The next level of retirement plan service: Fee policy statements for 401(k)s

MAR 11, 2014
The next level of retirement plan service and risk management is here: establishing fee policy statements for 401(k) plans. Financial advisers who specialize in retirement plans are finding new ways to distinguish themselves from their competitors, upping the ante in service. Specifically, they're helping to educate workers, increasing enrollment into the retirement plans and raising contribution rates. But beyond those basics, forward-thinking advisers are looking at the fee policy statement — a document that spells out how fees ought to be allocated among all the players within a 401(k) plan — and helping their plan sponsor clients get the most out of it. The fee policy statement answers several questions: Who is paying for the administrative cost of running the plan, the plan sponsor or the participant? Is there revenue sharing between the record keeper and the fund companies? If so, how are plan sponsors accounting for it? Finally, do the service providers restore any leftover revenue-sharing amounts after they've recouped costs and profits? If so, where are those dollars being held?

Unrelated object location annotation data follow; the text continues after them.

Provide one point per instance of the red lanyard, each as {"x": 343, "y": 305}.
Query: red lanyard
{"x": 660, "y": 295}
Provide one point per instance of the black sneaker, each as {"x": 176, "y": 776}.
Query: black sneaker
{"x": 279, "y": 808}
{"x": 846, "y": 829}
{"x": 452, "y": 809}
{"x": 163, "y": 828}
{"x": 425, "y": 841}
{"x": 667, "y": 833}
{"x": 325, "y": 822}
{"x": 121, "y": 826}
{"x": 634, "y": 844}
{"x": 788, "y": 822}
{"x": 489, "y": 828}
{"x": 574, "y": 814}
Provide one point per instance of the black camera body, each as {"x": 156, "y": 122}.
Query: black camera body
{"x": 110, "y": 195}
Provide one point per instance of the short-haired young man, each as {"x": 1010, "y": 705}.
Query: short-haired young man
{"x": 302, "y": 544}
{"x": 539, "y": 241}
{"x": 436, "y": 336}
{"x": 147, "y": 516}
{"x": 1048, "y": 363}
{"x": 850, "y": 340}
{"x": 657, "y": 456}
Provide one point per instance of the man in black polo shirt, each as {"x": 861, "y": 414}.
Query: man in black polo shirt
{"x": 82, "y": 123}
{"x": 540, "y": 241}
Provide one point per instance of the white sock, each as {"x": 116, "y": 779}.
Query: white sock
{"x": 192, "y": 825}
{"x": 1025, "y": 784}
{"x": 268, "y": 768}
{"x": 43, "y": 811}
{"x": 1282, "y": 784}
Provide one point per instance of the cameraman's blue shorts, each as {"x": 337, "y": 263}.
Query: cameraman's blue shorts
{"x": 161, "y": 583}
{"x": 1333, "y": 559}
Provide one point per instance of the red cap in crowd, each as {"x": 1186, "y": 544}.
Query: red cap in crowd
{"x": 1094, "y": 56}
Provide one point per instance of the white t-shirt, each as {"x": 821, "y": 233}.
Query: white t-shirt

The document also details the plan sponsor's duties with respect to fee oversight — namely, how often the plan's fees should be reviewed. “A fee policy statement focuses plan fiduciaries on the need to evaluate the fees being charged,” said C. Frederick Reish, a partner in the employee benefits and executive compensation practice group at Drinker Biddle & Reath. “It's not so much what the fee policy says in writing but the explanation that the consultant gives when it's brought to the table and how it's applied going forward.”

DISCLOSURE

Growing interest in fee policy statements is an aftereffect of the Labor Department's 2012 emphasis on fee disclosure. Advisers looking to do more for plan sponsor clients note that it's not enough merely to show employers the cost of services and benchmark them against the market. Plan sponsors want to understand the nitty-gritty of the fees and use any leverage the information provides. “Clients already understand the fees they're paying to the record keeper and to us, as well as whether there are revenue-sharing arrangements or per-head fees,” explained Kathleen A. Kelly, managing partner at Compass Financial Partners. “What's become more of an opportunity for plan sponsors is to look at how the overall administrative costs of a retirement plan are more equitably distributed to ensure all of the participants are paying a similar portion of overall fees.” At J.P. Morgan Retirement Plan Services, large plan sponsors are asking more about products that permit them to bypass revenue sharing altogether, according to Sarah Rasmuss, vice president of product development. Drafting and reviewing a fee policy statement could potentially drive such changes. “Advisers can help plan sponsors understand the options for paying expenses, be it writing a check, debiting participant accounts or using revenue share to offset fees or to level the fees,” Ms. Rasmuss said. “They can lean on the service provider to articulate the options available when managing and reporting those fees.” Advisers and plan sponsors also can use the discussion behind drafting a fee policy statement to determine how they should proceed when participants aren't paying the same amount. “Say I'm in a stable-value account and it has the highest amount of revenue sharing, but another participant is in an index fund and it has zero revenue sharing,” said Randall Long, founder and managing principal at SageView Advisory Group. “Is it fair for the person who's in the index fund to pay none of the fees? The fee policy statement would speak on how to handle those issues.”

LITIGATION TARGET

Experts in the Employee Retirement Income Security Act of 1974 warn that improperly drafted statements can present a litigation target. Fee policy statements can be considered documentation that governs the operation of the plan, so failure to follow a statement can be a fiduciary breach, Mr. Reish noted. The solution: Allow the statements to give plan fiduciaries a little bit of slack. He said the statements ought to clearly state that they are merely guidelines. Documents should say that the plan sponsor will obtain and review information from service providers on the compensation they receive and that the costs will be reviewed against market data, he said. “Once it's in place, every year, the plan committee should review it, even if these are just guidelines,” he added.